The ultimate goal isn't to turn a child into a Jason Bourne replica. It's simply to teach basic situational awareness, which in turn makes a child more cognizant and competent.
LESSON #4: BUILDING A FIRE
Fire has always been essential to the human experience. We rely on fire for warmth, cooking, and to light our way.
Wherever ancient humans traveled, they carried fire. There is also beauty in flame and comfort in the smell and sound of crackling wood.
Some argue that an understanding of fire is in our DNA. I wouldn't know if this is true. But I do know that fire building, whether it's in our DNA or not, is an essential skill.
And I'll add this too: When you look back on your life, will you wish that you had sat around fewer fires with your kids? I know I won't.

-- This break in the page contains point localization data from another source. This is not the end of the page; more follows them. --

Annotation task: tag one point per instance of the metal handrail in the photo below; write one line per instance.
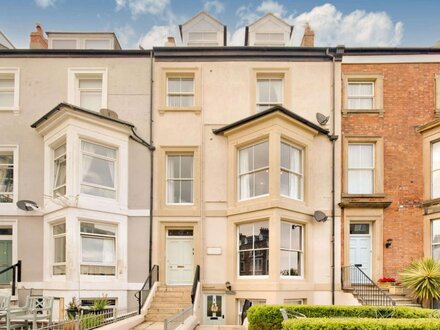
(142, 294)
(353, 277)
(195, 281)
(16, 274)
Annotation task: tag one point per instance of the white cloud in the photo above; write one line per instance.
(138, 7)
(331, 26)
(358, 28)
(126, 36)
(214, 6)
(158, 35)
(269, 6)
(45, 3)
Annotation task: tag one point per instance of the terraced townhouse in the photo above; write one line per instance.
(271, 170)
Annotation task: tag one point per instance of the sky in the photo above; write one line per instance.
(368, 23)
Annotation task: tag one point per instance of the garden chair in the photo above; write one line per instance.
(36, 309)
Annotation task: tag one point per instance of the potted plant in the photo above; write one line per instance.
(386, 282)
(422, 277)
(73, 308)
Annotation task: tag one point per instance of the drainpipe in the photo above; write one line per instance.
(333, 138)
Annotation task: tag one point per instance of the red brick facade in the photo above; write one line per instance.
(409, 101)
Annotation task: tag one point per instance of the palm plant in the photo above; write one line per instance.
(422, 277)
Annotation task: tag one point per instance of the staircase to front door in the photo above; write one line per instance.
(168, 301)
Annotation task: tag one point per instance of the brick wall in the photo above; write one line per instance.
(409, 100)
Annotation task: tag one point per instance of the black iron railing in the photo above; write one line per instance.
(353, 277)
(142, 294)
(16, 274)
(195, 282)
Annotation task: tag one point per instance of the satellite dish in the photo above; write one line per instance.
(27, 206)
(322, 119)
(320, 216)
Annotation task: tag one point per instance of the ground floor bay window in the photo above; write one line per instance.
(98, 249)
(253, 249)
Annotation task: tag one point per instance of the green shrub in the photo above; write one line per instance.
(268, 317)
(359, 323)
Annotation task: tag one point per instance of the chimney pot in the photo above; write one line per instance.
(37, 38)
(308, 37)
(171, 42)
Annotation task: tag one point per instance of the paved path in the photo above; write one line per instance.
(149, 326)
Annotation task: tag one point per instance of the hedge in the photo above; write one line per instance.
(364, 324)
(268, 317)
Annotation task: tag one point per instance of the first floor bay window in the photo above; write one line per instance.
(253, 249)
(98, 249)
(59, 249)
(98, 170)
(253, 174)
(291, 253)
(291, 171)
(6, 176)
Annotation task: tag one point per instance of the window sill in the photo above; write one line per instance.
(363, 111)
(195, 109)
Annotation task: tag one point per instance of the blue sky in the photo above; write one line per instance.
(149, 22)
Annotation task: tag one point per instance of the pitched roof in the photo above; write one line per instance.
(264, 113)
(64, 105)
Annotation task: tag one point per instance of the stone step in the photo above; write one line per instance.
(167, 304)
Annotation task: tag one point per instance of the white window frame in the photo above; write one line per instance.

Fire is awesome, and its awesomness needs to be appreciated first hand. Obviously, fire building needs to be supervised until mastered, but supervision isn't a chore. It's fun. More importantly, a child who can build a fire is one step closer to self-reliance, and self-reliance is one of the greatest lessons a parent can teach.
LESSON #5: WHITTLING
The benefits of whittling are three-fold. First, whittling is an excellent way to introduce a child to an ancient and useful tool—the knife. For thousands of years, humankind has depended on the knife for survival and sustenance.

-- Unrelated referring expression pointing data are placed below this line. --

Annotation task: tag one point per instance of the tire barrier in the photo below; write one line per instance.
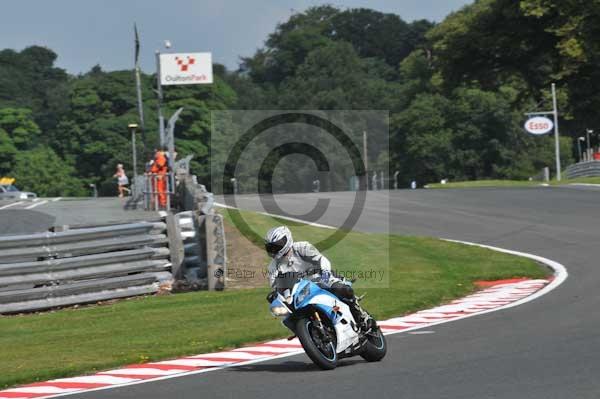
(583, 169)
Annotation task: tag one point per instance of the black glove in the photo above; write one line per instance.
(271, 297)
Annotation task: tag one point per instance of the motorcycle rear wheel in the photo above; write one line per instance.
(321, 353)
(375, 347)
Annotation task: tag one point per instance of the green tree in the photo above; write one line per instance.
(45, 173)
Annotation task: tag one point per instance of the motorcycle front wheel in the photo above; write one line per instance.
(319, 349)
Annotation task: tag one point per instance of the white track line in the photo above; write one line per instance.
(585, 185)
(36, 204)
(560, 275)
(9, 205)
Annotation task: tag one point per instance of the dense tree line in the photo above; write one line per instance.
(456, 92)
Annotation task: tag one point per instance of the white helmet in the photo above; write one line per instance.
(278, 241)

An hour with a knife teaches subtle lessons that can't be learned on a smart phone or in a text book. True progress requires that we reconnect with the parts of our ancestral past that are worth knowing. I contend the handling and appreciating a blade falls into the "worth knowing" category.
Second, whittling allows a parent an ideal opportunity to teach knife safety and, by extension, the joy that comes when a tool is used well and the danger when it isn’t.
Third, and perhaps most importantly, whittling allows a parent to sit quietly with a son or daughter and share an extended moment in time—a pleasure all too rare in our hyper-connected and fast-paced world.
Think of these lessons as heirlooms, old beyond memory and record, trustworthy weapons in the armory of parenthood. As simple as these lessons appear on the surface, a parent who attends to them conscientiously and with purpose will find that the benefits are profoundly rewarding.